Lorsque des parents apprennent que leur enfant va divorcer, "c’est rarement une bonne nouvelle, sauf dans certains cas où les parents sentent que leur enfant est malheureux ou est en danger, alors cela peut être un soulagement", explique Sophie Passot, conseillère conjugale et familiale au cabinet Raphaël à Cluny. Ainsi par exemple, la fille de Françoise lui avait soufflé, à la naissance de son troisième enfant, qu’elle ne tiendrait pas le coup face à un mari devenu violent. La séparation était inévitable pour la protéger, ainsi que ses enfants.
De larges répercussions
Tout divorce ébranle les parents. "Pour ceux qui sont chrétiens, cela peut être encore plus compliqué car cela heurte leurs valeurs. Certains peuvent condamner ou rejeter leur enfant, mais c’est ajouter du malheur au malheur", constate Sophie Passot. C’est aussi un motif d’inquiétude : on se fait du souci pour son enfant et pour les petits-enfants dont on sait qu’ils souffriront, quel que soit leur âge, de la séparation de leurs parents. C’est enfin une grande souffrance : "Nos enfants, c’est la chair de notre chair, se souvient Françoise. Quand je voyais ma fille souffrir, c’est comme si on me piétinait le cœur. Une maman, ça sent tout."
Les répercussions se font aussi sentir sur les parents et la famille élargie. "Il est vécu en premier lieu par les personnes concernées mais aussi par l’entourage, observe la conseillère conjugale. Frères et sœurs, beaux-frères, belles-sœurs,… peuvent être touchés dans leurs convictions et ébranlés dans leur foi. Cette épreuve met le doigt sur leurs forces, mais aussi sur les points de fragilité personnels ou de couple, en fonction de là où chacun en est." Anne-Lise par exemple, avait une fille encore célibataire quand son frère a divorcé. "Ingrid m’a dit que cela l’avait un peu refroidie et l’a incitée à être très prudente dans sa décision d’aller plus loin avec son amoureux. De tels cas peuvent inquiéter."

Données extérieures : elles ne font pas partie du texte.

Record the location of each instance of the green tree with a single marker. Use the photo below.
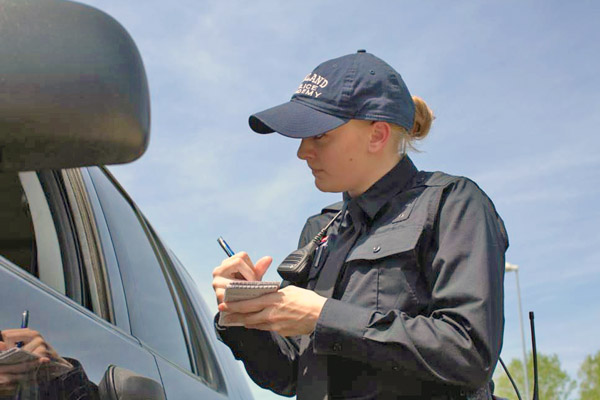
(589, 377)
(553, 382)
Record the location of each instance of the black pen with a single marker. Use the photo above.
(229, 253)
(24, 324)
(225, 247)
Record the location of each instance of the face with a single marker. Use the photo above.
(338, 158)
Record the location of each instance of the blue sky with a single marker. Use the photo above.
(514, 86)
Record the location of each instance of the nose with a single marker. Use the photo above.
(305, 151)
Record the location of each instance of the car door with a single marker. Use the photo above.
(161, 313)
(50, 265)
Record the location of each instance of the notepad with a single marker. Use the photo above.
(244, 290)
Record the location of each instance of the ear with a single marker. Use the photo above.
(381, 133)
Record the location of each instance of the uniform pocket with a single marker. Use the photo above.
(390, 258)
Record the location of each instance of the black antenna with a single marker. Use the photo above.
(535, 380)
(510, 378)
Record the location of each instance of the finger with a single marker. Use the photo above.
(220, 283)
(249, 273)
(238, 263)
(264, 317)
(261, 267)
(260, 327)
(19, 368)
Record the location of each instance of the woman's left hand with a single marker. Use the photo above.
(33, 342)
(290, 311)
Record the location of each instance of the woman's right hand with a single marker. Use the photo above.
(33, 342)
(238, 267)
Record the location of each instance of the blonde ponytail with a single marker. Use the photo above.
(423, 119)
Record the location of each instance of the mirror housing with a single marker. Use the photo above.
(73, 90)
(122, 384)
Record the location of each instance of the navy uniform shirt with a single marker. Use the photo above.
(417, 310)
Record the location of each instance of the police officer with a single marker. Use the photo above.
(405, 298)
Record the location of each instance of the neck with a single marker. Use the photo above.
(376, 171)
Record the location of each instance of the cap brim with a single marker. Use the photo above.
(294, 119)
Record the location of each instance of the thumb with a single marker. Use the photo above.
(261, 266)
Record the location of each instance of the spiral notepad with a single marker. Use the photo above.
(244, 290)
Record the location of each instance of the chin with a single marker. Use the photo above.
(327, 188)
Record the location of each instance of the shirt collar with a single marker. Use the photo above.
(382, 191)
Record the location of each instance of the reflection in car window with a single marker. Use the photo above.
(28, 237)
(38, 233)
(153, 315)
(204, 362)
(17, 238)
(49, 261)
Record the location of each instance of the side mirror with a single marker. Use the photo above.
(73, 89)
(121, 384)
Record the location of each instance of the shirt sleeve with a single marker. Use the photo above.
(458, 340)
(270, 359)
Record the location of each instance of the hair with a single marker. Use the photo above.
(423, 119)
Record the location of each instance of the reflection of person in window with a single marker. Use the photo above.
(24, 377)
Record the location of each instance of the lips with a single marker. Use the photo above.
(315, 170)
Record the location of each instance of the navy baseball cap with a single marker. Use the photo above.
(355, 86)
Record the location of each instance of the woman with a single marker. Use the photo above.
(404, 298)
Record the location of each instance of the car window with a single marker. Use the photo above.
(153, 315)
(37, 233)
(204, 361)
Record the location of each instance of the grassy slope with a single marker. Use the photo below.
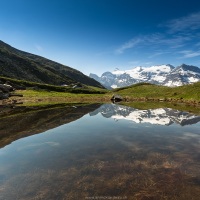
(25, 66)
(187, 92)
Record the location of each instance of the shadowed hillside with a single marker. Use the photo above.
(25, 66)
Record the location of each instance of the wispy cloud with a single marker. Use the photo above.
(154, 41)
(158, 54)
(128, 45)
(190, 53)
(38, 47)
(187, 23)
(179, 34)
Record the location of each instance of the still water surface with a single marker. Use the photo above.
(112, 152)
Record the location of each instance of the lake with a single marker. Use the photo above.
(99, 151)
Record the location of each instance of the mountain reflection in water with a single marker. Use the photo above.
(82, 153)
(160, 116)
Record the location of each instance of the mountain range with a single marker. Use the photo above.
(159, 116)
(25, 66)
(166, 75)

Ressentir les émotions du deuil
Le divorce provoque des émotions comparables à celles du deuil. "Il y a beaucoup de deuils dans la vie qui ne sont pas liés à des morts, mais à des attachements, explique Sophie Passot. Dans le cas du divorce des enfants, les parents peuvent connaître les mêmes phases : sidération, colère, tristesse, honte, déni. Puis à un moment, vient l’acceptation. Cela conduira, entre autres, à réaménager la relation avec la pièce rapportée." Certains parents par exemple culpabilisent et se demandent ce qu’ils ont mal fait dans leur éducation pour conduire leur enfant à une telle décision, d’autres sont tellement sidérés qu’ils sont incapables d’en parler, certains cachent la situation, de peur d’être mal jugés ou rejetés par leurs amis…
Bien évidemment dans un couple, les époux ne ressentent pas les mêmes émotions au même moment. Ainsi Éric a été longtemps en colère, tandis que sa femme Laurence ressentait une grande tristesse et était dans l’accueil inconditionnel de sa fille. "Il est souhaitable que les parents en parlent ensemble, et beaucoup, conseille Sophie Passot. Cela désamorce tous les pétards, permet de se comprendre, de voir où en est l’autre et aussi d’accueillir leur enfant les bras grands ouverts."
"S’ils sont chrétiens, les parents peuvent prier ensemble, aller à la messe pour leur enfant, pour leurs petits-enfants. Cela peut être l’occasion de se soutenir dans la foi." Ainsi, Anne-Lise et son mari ont redoublé de prières "pour implorer que les choses s’arrangent au mieux et soient vécues dans la foi et l’espérance."